再発寛解型MS患者約1,500例について解析
研究グループは、21ヵ国の神経センター68施設において、1988~2012年にDMTを開始(または臨床モニタリング)し最低4年以上前向きに追跡した再発寛解型MS患者を対象とするコホート研究を実施した。DMT(IFNβ、グラチラマー酢酸塩、フィンゴリモド、ナタリズマブ、アレムツズマブ)の使用・種類・時期について調査するとともに、客観的に定義された二次性進行型MSへの移行(EDSSスコア5.5以下は1ポイント増加、5.5を超える場合は0.5ポイント増加)を主要評価項目として解析した。
傾向スコアマッチング後に1,555例(女性1,123例、ベースラインの平均年齢[±SD]35±10歳)の患者が組み込まれた。最終追跡調査日は2017年2月14日であった。
フィンゴリモド、アレムツズマブ、ナタリズマブで移行リスクがより低い
グラチラマー酢酸塩またはIFNβで初回治療を行った患者は、マッチングした未治療患者と比較して、二次性進行型MSへの移行リスクが低下した(ハザード比[HR]:0.71[95%信頼区間[CI]:0.61~0.81]、p<0.001、5年絶対リスク:12 vs.27%、追跡期間中央値:7.6年[四分位範囲:5.8~9.6])。

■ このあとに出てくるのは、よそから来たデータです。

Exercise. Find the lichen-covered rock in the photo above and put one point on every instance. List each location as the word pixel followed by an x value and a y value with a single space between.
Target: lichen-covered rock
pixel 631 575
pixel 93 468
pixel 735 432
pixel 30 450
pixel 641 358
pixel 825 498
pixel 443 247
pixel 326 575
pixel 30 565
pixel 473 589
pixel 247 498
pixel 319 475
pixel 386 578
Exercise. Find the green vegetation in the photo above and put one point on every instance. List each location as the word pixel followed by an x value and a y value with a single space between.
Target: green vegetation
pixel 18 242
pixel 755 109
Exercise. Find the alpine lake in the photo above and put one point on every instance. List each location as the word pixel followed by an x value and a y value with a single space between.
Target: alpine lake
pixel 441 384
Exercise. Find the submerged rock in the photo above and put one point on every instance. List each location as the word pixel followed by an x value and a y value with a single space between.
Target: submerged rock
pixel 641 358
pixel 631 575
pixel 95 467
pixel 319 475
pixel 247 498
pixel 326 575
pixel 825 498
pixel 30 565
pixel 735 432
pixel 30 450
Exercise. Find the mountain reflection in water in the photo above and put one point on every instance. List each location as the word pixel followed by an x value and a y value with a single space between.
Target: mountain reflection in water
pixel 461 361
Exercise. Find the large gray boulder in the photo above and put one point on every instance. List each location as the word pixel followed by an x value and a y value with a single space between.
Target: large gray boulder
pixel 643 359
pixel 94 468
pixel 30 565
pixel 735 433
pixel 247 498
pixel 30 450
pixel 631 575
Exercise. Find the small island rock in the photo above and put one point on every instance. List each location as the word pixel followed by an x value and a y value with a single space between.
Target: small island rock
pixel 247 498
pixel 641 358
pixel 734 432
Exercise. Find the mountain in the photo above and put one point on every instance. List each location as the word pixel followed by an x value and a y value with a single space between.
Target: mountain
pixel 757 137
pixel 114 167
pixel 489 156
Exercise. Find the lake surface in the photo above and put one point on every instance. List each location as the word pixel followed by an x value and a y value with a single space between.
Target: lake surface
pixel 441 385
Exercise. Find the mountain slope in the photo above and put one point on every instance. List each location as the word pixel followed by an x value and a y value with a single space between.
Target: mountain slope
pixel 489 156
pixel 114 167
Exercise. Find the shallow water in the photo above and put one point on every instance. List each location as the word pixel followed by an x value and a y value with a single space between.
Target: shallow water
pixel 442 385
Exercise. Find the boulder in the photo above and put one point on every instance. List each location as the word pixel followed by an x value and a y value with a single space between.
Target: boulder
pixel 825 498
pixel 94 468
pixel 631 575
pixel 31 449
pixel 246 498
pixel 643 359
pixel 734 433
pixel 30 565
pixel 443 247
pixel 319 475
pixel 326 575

フィンゴリモド(HR:0.37[0.22~0.62]、p<0.001、7 vs.32%、4.5年[4.3~5.1])、ナタリズマブ(HR:0.61[0.43~0.86]、p=0.005、19 vs.38%、4.9年[4.4~5.8])、アレムツズマブ(HR:0.52[0.32~0.85]、p=0.009、10 vs.25%、7.4年[6.0~8.6])でも同様の結果であった。フィンゴリモド、アレムツズマブ、ナタリズマブによる初回治療は、グラチラマー酢酸塩、IFNβと比較して、移行リスク低下との関連が認められた(HR:0.66[0.44~0.99]、p=0.046、7 vs.12%、5.8年[4.7~8.0])。
グラチラマー酢酸塩またはIFNβは、発症後5年以内に開始された場合、それ以降に開始された場合と比較して、移行リスクが低下した(HR:0.77[0.61~0.98]、p=0.03、3 vs.6%、13.4年[11~18.1])。グラチラマー酢酸塩またはIFNβからフィンゴリモド、アレムツズマブまたはナタリズマブへの変更が5年以内の場合も、それ以降と比較して同様の結果であった(HR:0.76[0.66~0.88]、p<0.001、8 vs.14%、5.3年[4.6~6.1])。